Neither you nor we know anything of the sort.

They couldn't prove OJ Simpson killed his wife.......

"Nothing to do", and PROVEN to be directly involved are along way apart. Al qaeda was supported by Saddam monetarily, met with key officials of Saddams regime and that is fact. Just because we can't prove that he was directly involved with the 911 attack does by no means prove he wasn't.

And you libs love to claim that 9/11 was the reason we attacked Iraq lovingly ignoring that little old UN resolution......how simplistic.


----------



## Plainsman (Jul 30, 2003)

BigDaddy

I too feel like Bobm, we can't prove it, but the truth is we don't know. With that all aside I still think we should have taken him out. We should have done it in the first Gulf War. Just when things are going our way the ultraliberal cry fowl. I heard a liberal acquaintance say "he has learned his lesson he will never be a problem again". I said "if we don't take him out now he will be a pain for the next 20 years". She replied that I was just a war monger.

Eighteen separate UN gutless resolutions followed with no consequences. That just didn't embolden Sadam, it emboldened all the would be terrorists. If Sadam can get away with defying the UN, and America will do nothing without UN approval then they thought they could get away with anything.

We do know he was paying the families of suicide bombers in Israel. All these things had a great destabilization affect in the middle east. Leave it alone, and the problem would only become worse with each successive year. Hitting Iraq was the right thing to do, WMD's, direct connection to 9/11 or not. Resolutions from the UN mean nothing if there are no teeth in them.

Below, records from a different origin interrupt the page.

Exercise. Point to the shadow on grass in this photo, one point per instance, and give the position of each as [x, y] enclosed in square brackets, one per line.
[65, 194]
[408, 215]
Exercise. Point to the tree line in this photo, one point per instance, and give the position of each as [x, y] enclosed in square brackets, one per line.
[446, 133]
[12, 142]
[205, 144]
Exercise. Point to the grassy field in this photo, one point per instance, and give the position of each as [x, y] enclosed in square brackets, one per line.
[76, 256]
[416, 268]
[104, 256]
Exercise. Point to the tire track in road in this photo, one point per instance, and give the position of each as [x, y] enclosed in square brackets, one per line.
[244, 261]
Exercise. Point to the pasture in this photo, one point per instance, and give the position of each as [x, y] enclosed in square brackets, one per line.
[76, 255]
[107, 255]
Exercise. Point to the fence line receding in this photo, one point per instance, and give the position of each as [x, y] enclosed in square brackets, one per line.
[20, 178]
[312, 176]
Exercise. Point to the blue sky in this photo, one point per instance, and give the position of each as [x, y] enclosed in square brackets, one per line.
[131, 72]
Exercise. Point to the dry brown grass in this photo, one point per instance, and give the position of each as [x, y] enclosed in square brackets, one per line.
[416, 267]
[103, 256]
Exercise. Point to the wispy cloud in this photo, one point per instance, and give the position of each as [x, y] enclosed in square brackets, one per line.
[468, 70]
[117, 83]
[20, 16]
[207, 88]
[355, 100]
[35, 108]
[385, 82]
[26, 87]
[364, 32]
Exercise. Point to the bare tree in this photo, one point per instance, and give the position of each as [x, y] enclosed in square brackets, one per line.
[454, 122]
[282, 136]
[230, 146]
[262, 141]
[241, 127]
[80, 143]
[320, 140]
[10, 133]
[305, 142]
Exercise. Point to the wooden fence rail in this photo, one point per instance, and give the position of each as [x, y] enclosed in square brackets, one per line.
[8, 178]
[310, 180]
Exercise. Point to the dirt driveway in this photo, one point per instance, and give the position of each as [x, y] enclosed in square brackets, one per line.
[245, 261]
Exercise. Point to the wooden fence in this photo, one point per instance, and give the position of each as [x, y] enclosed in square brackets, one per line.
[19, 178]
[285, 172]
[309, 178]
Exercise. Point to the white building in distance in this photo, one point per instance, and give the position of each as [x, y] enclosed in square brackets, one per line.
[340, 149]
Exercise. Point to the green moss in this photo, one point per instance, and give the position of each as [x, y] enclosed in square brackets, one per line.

This was not an immoral war. Even a kind dog will bite if you keep poking him with a stick. I wanted to bite him a long time ago.


----------



## jamartinmg2 (Oct 7, 2004)

Plainsman.... I agree with you. We went into Iraq for a number of reasons.... WMDs, Iraq's continued nose thumbing towards the UN resolutions etc... etc... Based on what happened on 9/11, how could we _not_ act against Iraq? If Iraq _did_ have WMDs and sold them to the terrorist organizations to use against us and the western world, how could we not do anything? The big picture here is to make sure something like 9/11 doesn't happen again... If the decision to go to war was based on trying to prevent another event like that, I am satisfied by it.


----------



## sevendogs (Sep 19, 2003)

The label was good, indeed. Republicans will loose next elections anyway. Terrorists help it to happen. We need a thinking administration, not robots for pleasing fat cats. You see, Iraq became the best training camp and a breeding ground for international terrorism. This is becaue of ineptitude of Bush and his administration.


----------



## racer66 (Oct 6, 2003)

There is one thing for sure, nut jobs such as your self keep pushing more people to the right. Please keep ranting it will only solidify and add to the Republican base.


----------



## Goon (Apr 3, 2005)

sevendogs said:


> The label was good, indeed. Republicans will loose next elections anyway. Terrorists help it to happen. We need a thinking administration, not robots for pleasing fat cats. You see, Iraq became the best training camp and a breeding ground for international terrorism. This is becaue of ineptitude of Bush and his administration.


On the republicans losing the next election I believe that the Dems are hoping and praying they will win the next election, however, I doubt it will happen, if they keep wheeling out Howard Dean they will lose more seats to the GOP. The Dems stand for nothing but fear mongering, they don't have a message that is popular with the voters.


----------